映画『生きる LIVING』/『ザ・ホエール』 | 牧内直哉の「フリートークは人生の切り売り」Part2

映画『生きる LIVING』/『ザ・ホエール』

『生きる LIVING』

公式サイト:https://ikiru-living-movie.jp/

 

黒澤明監督の名作映画「生きる」を、

ノーベル賞作家カズオ・イシグロ氏の脚本でリメイクしたイギリス映画です。

なんで今これなの?と思いながらも、気にはなったので鑑賞。

といっても、え~と、もう1カ月前に観たので記憶が・・・(^_^;)

 

黒澤監督の生きるは2016年に午前十時の映画祭で観ました。

リメイクの本作は割とオリジナルに忠実に描かれていました。

といっても、細かい違いはありますよ。舞台もロンドンだし。

時代設定は1953年です。オリジナルの制作は1952年でした。

いや~、当時のロンドンの街の風情の映像が素晴らしかったです。

この時代であることの意味としては、癌は今でも大病ですが、

今はもうあの頃ほど不治の病ではないということがあります。

 

ロンドン市役所に勤める主人公、ウィリアムズ課長は余命を知り、

最初は「充実した人生とは?」を模索して回りますが、

最後に公園という自分がここまで生きた証を残しました。

が、本当は余命は関係なくこう生きられたら良いのに・・・と思います。

部下たちも課長が亡くなってすぐは一念発起したのですが、

結局は元の市役所に戻ってしまいました。

にしても、ロンドンでも役場のたらい回しは日本と同じなんですかね。

 

 

『ザ・ホエール』

公式サイト:https://whale-movie.jp/

 

死期の迫った肥満症の男が娘との絆を取り戻そうとする物語です。

『生きる LIVING』と同じ日に鑑賞しました。

こちらも主人公に死期が・・・。
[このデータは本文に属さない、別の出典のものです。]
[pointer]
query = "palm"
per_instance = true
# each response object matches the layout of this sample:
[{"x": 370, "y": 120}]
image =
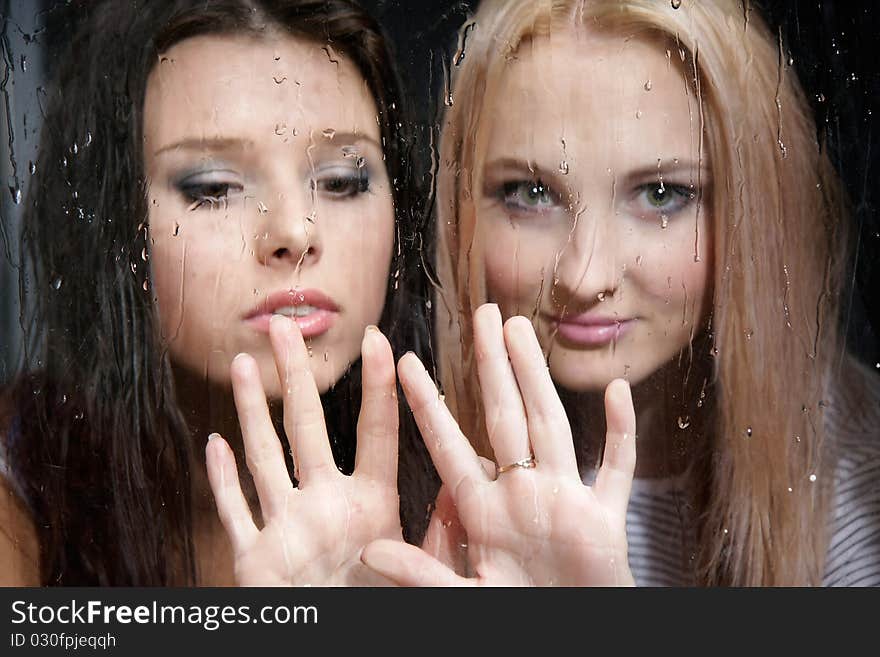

こういうことってよくあります。

主演のブレンダン・フレイザー、特殊メイクが凄いです。

彼が演じる主人公チャーリーの肥満度がハンパないです。

自分で気持ち良くなろうと思っても、手が届かないじゃないか!

私、あそこまで肥満じゃないですけど、

痩せよう、とにかく今より痩せよう・・・。そう思いました。

 

チャーリーの部屋の中で物語が成立しています。

普段から映画は予告編以外に予備知識を入れずに鑑賞することが多く、

本作は鑑賞中に「これは演劇がもとになってる?」と思って、

あとで確認したら、サム・D・ハンターによる舞台劇が原作でした。

舞台が転換しない話、実は意外と好きだったりします。

 

チャーリーはもともとそうなのか、そうなってしまったのか、

なかなかにありがちな自分勝手さで生きながらえております。

友だちで主治医でもあるリズ、元妻、娘、その他、家にやってきます。

娘は学校や家庭などに問題を抱え、家庭を捨てた父に悪態はつきますが、

そんな彼女も含め、皆それぞれの形でチャーリーのことが好きでして、

そこはちょっと羨ましい・・・は、さすがに隣の芝生は青く見えすぎでしょうか。

 

チャーリーは娘の『白鯨』の感想エッセイを多分に評価していました。

文章にかぎらず、表現の世界において、

学習段階における客観的な答は自己における正解とは限らない。

人生の答は形式的なものではなく、自分自身の正直な想いの中にあるのです。

最後は娘がそのエッセイを読み聞かせてくれて、

チャーリーの心は救われて天国に旅立った。と解釈しております。

 

人が人を救うなんてことは、実際にはおいそれとできることではありません。

でも、「救いたい」という想いは「愛」として行動にすることはできるんですね。

宗教で救われる人もいます。が、それは能動的な信仰によるものでして、

宗教側が「救われます」と人を勧誘するのは、これはビジネスだと思います。